CS 590N Project 1

Project Overview

For this project, you will be implementing a text search engine using Hadoop, an Apache Foundation implementation of map/reduce. You will create map/reduce jobs to build a search index from text documents, and a job which uses that index to perform a search. Information on how to use Hadoop and our cluster follows the project definition. Some parts of the project description require a minimum of familiarity with the Hadoop architecture and map/reduce in general.

The search engine you will be creating searches for English-language sentences (subject to some significant simplifying assumptions) in source documents which contain all of a given list of words. These words may occur in any order within the sentence. In addition to specifying where these sentences can be found in the source documents, the engine will return the matching sentences to the user.
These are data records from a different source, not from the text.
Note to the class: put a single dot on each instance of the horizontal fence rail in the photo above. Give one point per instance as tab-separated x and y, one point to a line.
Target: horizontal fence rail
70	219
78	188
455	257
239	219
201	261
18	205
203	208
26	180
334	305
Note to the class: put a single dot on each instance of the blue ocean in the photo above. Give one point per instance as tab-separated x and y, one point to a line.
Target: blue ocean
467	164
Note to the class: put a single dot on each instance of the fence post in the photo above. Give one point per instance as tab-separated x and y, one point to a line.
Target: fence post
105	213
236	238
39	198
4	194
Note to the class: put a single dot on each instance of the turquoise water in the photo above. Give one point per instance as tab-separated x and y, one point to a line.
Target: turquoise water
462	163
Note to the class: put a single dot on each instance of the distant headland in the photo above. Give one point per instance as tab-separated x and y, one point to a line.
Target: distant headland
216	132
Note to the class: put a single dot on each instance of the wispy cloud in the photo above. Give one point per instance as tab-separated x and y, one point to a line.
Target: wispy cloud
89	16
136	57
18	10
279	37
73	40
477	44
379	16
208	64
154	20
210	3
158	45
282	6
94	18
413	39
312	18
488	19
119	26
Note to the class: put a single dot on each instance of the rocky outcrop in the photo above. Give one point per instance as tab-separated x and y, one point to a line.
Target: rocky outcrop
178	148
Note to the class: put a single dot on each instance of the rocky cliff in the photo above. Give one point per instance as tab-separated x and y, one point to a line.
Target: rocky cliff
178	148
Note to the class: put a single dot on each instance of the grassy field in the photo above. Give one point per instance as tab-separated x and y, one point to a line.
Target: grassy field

For the sake of simplicity, a sentence is defined to start at the termination of the previous sentence, and consist of all characters up to and including one or more instances of the sentence-ending characters [.!?]. Leading and trailing characters from the set [][(){}"'`-] are to be ignored for the purpose of this index. As an example, the paragraph below would be split into the following list:

At that moment a loud voice, the voice of a man whose heart was inaccessible to fear, was heard. To this voice responded others not less determined. "Is everything thrown out?" "No, here are still 2,000 dollars in gold." A heavy bag immediately plunged into the sea.

At that moment a loud voice, the voice of a man whose heart was inaccessible to fear, was heard.
To this voice responded others not less determined.
Is everything thrown out?
No, here are still 2,000 dollars in gold.
A heavy bag immediately plunged into the sea.

Note that these rules allow for surprising divisions, such as the sentence:

"That will be three," replied Pencroft; "and with Herbert and me five. But the balloon will hold six--"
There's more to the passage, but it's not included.